By Gonzalo Escribano
 
 
In a new report by the Center on Global Energy Policy, author Gonzalo Escribano outlines the degenerating security conditions in Northern Africa, raising concerns about the ability of Algeria, an OPEC nation, to weather the resulting economic, political and security shocks, and inviting comparisons between the current situation and the catastrophic events experienced by the country during the 1986-1988 oil price collapse and its aftermath. The paper goes on to discuss the extent to which low oil prices could foster an environment for economic and political reforms, and the benefits that the international community, specifically Europe, could derive from taking advantage of this moment in time to press for new energy policies that improve both supply and overall security.
 
Key Findings:
  • There are clear parallels and key differences between what Algeria is going through now and the chain of events that led to the bloody civil war of the 1990s. Algeria is better equipped altogether to weather a market downturn today than it was 30 years ago. While Algeria’s fiscal and current account balances have worsened, its reserves remain substantial (even if rapidly decreasing) and its external debt is negligible. This is in contrast with the late 1980s, when a lack of reserves and high external debt were the two main factors that forced the government to adopt a traumatic shock-therapy approach to stabilization.
  • Despite the decline in oil and gas revenues, the Algerian economy has continued to grow during the current low price environment and has been able to avoid an economic recession like the one experienced in 1986-1988. This gives Algiers more short-term policy space to control the pace and depth of austerity and reform measures. The memories of the deadly civil war in the 1990s, the outcome of the 2011 Arab revolts and the overall deterioration of regional security, may also moderate the reaction of Algerians toward austerity measures. Critically, the security forces are better trained, informed and equipped than in the past, and defense and security expenses are not being affected by budgetary cuts. 

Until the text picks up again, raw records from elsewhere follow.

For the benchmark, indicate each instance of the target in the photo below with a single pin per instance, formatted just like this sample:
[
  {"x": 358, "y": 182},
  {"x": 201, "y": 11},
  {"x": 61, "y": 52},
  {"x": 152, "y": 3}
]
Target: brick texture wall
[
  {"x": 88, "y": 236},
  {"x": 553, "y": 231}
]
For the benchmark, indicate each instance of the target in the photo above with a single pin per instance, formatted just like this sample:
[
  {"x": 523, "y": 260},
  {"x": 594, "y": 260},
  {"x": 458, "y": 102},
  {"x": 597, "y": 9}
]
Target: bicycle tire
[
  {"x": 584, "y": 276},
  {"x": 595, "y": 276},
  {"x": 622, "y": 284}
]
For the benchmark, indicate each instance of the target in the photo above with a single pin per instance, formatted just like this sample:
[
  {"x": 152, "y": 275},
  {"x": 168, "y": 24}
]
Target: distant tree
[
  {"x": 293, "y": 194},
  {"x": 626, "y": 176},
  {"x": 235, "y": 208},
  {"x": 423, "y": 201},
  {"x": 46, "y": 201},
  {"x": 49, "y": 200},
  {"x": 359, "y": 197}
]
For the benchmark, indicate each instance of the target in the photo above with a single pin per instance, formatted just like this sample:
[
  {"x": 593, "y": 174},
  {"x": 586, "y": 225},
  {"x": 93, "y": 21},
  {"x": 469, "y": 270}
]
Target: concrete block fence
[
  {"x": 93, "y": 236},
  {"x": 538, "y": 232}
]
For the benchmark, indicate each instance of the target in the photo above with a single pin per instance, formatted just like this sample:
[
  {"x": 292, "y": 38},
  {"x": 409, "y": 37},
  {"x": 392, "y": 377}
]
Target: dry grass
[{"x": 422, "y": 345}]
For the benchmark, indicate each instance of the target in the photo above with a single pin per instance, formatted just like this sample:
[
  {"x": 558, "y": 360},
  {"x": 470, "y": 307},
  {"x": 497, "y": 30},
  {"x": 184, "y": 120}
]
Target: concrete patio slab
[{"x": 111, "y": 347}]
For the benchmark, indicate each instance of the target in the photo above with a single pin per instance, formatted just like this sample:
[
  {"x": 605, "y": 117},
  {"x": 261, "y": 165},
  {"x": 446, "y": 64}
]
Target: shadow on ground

  • While a military coup or widespread popular unrest thus seem unlikely in the near term, Europe should nevertheless take note of the risk over the longer term of greater instability along its southern border. The EU should look for ways to engage with Algeria that would benefit not only their mutual energy security but also prevent the creation of further unrest in the region. A good balance would be offering prospects of increasing Algeria’s sales in the EU’s gas market in exchange for improving the country’s energy governance. Low oil prices may have increased the Algerian appetite for reform, including the energy sector, and the prospect of competition from US exports of liquefied natural gas may prove an additional driver for change. Such a window of opportunity may not last long and merits exploration.